After the 2007 New Zealand anti-terror raids JoFF Rae provided resources for protests at the Rotorua Court House for initial charges against Tame Iti & other accused including video equipment to document the proceedings & actions. He edited video as a presentation for peoples in the Urewera mountain range near the town of Ruatoki where the raids occurred. JoFF Rae continued to provide practical support including production for events in the Tuhoe nation with artistic performances by Mau Dance Company and other arts projects.

Mayday Demonstrations, 1 May 2011, JoFF Rae was involved in coordinating and disseminating information and media including a video message from the internet activist group Anonymous to the New Zealand Parliament. The message was taken seriously & gained nationwide press. Several reports claimed the Government website had suffered intermittent failure.

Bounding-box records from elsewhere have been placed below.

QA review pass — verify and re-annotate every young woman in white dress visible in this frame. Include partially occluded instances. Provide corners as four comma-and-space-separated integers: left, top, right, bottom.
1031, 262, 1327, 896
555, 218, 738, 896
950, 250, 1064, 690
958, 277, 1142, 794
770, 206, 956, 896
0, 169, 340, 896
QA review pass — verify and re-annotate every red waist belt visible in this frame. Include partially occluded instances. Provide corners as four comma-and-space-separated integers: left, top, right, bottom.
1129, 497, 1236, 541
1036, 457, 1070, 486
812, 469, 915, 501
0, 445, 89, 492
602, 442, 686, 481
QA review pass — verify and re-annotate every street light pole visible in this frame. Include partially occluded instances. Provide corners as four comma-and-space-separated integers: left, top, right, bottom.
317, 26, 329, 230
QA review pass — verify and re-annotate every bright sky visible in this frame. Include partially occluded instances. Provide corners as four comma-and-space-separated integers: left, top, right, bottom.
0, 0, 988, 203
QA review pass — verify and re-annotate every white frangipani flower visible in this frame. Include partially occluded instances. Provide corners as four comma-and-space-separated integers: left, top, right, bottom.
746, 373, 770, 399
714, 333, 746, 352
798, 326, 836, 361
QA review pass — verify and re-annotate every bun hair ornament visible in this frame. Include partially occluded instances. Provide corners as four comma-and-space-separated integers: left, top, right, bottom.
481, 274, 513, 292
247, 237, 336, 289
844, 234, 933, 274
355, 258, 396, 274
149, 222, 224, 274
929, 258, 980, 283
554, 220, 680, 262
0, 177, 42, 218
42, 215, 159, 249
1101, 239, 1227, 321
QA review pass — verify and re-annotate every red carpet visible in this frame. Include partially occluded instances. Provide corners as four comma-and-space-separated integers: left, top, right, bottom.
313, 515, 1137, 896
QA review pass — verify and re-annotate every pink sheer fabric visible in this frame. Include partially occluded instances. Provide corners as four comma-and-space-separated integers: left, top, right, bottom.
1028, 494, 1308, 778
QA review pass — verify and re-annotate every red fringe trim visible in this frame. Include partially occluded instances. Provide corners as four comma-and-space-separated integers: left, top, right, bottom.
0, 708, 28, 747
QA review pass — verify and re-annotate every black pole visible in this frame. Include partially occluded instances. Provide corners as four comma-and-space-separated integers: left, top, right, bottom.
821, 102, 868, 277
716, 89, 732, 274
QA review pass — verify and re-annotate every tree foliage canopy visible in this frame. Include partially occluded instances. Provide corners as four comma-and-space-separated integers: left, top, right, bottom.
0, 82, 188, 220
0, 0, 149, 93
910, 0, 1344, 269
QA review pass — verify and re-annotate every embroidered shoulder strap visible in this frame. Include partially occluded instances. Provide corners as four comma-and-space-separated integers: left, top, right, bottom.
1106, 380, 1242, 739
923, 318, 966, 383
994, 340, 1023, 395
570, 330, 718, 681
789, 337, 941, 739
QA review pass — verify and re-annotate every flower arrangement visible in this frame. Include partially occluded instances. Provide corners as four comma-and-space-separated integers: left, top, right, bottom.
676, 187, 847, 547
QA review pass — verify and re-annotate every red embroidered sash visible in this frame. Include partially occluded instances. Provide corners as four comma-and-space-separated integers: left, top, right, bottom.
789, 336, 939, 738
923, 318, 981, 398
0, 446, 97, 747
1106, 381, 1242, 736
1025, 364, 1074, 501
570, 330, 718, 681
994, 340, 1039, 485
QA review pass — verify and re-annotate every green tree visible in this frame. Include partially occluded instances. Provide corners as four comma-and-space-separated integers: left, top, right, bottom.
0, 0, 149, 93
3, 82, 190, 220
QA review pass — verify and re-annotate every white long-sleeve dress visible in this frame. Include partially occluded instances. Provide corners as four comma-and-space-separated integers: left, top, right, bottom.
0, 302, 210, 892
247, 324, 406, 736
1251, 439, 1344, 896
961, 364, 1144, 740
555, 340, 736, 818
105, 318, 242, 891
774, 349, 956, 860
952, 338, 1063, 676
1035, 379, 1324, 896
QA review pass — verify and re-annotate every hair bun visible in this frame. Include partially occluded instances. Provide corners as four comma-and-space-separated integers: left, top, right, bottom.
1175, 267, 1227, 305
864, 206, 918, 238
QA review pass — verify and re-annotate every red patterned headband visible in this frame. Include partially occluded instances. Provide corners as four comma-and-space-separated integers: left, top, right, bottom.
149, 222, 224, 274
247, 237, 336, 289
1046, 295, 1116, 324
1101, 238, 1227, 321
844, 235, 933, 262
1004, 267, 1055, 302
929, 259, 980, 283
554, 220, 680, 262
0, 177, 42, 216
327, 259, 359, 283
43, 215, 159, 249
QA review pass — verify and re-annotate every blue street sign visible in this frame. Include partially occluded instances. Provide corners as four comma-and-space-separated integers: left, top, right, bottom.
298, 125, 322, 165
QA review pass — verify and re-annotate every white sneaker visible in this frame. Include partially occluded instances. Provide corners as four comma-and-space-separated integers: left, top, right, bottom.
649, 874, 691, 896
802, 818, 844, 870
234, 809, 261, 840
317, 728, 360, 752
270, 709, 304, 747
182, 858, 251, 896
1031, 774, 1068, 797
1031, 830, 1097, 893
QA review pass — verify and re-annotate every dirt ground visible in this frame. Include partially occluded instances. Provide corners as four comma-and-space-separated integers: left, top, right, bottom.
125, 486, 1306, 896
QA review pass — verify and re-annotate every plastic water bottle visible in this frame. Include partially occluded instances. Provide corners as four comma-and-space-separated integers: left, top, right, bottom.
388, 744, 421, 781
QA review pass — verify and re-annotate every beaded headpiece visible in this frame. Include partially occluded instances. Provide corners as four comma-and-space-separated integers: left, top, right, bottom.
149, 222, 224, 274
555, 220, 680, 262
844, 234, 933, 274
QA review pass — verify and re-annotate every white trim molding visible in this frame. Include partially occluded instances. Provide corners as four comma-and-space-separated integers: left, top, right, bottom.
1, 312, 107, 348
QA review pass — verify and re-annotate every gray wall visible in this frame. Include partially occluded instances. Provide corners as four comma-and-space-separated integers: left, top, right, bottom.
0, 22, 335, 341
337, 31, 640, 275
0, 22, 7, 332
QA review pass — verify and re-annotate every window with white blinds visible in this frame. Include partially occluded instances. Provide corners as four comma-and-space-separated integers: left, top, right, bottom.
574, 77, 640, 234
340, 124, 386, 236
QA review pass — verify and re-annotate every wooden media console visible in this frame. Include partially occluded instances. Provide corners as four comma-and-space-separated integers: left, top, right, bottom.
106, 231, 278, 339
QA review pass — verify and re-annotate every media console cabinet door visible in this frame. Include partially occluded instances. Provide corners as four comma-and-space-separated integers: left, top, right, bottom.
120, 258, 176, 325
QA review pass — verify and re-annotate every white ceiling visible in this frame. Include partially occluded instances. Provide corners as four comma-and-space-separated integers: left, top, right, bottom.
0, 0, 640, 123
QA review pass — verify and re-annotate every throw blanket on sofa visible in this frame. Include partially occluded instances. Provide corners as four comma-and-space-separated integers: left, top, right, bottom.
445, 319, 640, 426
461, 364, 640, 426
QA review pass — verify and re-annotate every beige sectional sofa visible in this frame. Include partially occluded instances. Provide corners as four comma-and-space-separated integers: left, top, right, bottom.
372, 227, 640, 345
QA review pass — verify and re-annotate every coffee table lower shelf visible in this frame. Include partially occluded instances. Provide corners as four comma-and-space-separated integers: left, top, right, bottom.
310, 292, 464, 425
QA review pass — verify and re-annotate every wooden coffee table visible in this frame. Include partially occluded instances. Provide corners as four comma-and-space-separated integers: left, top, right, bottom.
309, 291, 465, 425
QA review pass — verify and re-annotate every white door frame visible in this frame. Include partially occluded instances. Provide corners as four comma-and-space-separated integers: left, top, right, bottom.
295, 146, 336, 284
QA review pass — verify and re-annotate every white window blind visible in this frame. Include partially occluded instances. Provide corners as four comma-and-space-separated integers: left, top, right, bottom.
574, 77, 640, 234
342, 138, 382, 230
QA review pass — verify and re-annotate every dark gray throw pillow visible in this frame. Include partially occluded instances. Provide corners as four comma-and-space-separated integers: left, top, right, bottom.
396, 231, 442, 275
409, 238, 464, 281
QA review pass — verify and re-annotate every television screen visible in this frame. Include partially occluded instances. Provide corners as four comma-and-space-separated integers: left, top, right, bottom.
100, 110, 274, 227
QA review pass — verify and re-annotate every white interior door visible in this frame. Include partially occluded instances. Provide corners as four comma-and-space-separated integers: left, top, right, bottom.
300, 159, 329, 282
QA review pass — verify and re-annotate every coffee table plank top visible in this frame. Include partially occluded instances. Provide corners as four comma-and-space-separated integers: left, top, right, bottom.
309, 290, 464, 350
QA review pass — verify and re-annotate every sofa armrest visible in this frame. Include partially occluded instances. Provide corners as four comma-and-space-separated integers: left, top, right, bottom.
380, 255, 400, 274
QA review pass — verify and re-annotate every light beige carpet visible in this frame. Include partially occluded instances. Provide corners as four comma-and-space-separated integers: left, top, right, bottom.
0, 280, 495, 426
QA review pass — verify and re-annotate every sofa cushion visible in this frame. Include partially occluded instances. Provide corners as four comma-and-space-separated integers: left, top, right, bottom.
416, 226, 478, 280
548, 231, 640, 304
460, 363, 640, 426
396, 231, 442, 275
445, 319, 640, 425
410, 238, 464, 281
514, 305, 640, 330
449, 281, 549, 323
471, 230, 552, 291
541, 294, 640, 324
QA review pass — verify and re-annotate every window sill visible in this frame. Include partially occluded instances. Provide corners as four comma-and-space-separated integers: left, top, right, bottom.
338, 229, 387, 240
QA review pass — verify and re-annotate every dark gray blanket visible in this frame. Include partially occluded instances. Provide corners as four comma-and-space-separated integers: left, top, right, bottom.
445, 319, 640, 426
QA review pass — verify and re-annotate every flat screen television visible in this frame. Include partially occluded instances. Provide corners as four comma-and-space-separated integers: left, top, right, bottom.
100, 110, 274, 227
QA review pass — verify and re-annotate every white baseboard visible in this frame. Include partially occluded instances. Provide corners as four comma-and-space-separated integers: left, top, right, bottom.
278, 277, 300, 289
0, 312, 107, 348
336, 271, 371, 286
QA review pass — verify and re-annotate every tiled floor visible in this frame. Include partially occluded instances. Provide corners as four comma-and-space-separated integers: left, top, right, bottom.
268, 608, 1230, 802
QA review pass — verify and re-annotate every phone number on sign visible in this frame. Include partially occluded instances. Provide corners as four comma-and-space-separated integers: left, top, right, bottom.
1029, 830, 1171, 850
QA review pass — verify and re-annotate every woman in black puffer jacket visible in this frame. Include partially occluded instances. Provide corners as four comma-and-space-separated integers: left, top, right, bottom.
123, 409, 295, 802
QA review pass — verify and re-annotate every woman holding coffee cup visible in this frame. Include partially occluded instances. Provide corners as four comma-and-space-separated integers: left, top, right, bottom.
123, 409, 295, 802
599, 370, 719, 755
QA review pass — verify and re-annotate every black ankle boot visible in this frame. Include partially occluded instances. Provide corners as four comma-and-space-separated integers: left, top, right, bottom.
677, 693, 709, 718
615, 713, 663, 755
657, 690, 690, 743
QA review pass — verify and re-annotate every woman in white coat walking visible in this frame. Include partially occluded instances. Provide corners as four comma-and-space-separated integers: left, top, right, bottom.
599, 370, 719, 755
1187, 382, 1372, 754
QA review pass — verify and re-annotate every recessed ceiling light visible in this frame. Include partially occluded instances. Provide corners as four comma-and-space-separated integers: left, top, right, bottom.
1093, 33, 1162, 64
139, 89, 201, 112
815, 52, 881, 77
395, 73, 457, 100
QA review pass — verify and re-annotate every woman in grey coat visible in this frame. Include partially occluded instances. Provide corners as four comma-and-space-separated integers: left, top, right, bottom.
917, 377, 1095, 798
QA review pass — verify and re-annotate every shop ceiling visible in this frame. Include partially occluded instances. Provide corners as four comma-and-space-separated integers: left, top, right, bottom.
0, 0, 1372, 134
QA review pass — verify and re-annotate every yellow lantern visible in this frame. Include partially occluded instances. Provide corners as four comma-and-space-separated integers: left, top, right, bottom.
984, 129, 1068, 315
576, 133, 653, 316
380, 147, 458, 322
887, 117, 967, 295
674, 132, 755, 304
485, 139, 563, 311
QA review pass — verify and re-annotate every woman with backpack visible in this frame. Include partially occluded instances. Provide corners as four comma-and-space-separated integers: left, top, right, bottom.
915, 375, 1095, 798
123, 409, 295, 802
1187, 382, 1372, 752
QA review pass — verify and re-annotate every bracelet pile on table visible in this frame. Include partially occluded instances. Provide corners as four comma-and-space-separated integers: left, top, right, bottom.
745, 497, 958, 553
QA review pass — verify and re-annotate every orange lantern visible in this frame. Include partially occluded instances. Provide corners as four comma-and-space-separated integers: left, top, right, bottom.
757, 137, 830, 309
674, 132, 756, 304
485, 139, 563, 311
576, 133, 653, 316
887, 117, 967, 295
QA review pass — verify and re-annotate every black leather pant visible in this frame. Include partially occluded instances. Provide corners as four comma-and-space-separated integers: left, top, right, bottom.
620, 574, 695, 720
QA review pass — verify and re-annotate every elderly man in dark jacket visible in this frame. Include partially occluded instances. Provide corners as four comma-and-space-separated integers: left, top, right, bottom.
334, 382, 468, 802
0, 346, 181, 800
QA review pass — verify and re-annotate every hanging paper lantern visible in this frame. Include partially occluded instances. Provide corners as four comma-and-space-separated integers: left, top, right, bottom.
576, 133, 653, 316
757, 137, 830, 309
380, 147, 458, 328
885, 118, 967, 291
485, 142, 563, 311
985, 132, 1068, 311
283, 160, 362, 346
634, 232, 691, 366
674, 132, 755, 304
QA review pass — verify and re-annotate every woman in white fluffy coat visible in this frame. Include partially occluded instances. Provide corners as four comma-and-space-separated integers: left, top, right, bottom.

The months leading up to March 2012 with the trials of Tame Iti and the Urewera 4 inspired a series of projects with Ha-Ha the prominent Melbourne based stencil artist and a campaign of "watch this space – Guilty of ART!//" statements in street art, graffiti and installations.

==Personal==
Born Joffre Ray Kopu on 14 October 1966 at Hamilton, New Zealand.

His partner since 1992 Audrey Holyoake is a collaborator as a producer & graphic artist in their artistic & commercial ventures. The couple have 3 children – Cole (Jan '94), Oscar (Dec'94) & Bram (July 2000) & with 3 cats they reside in Wellington, New Zealand.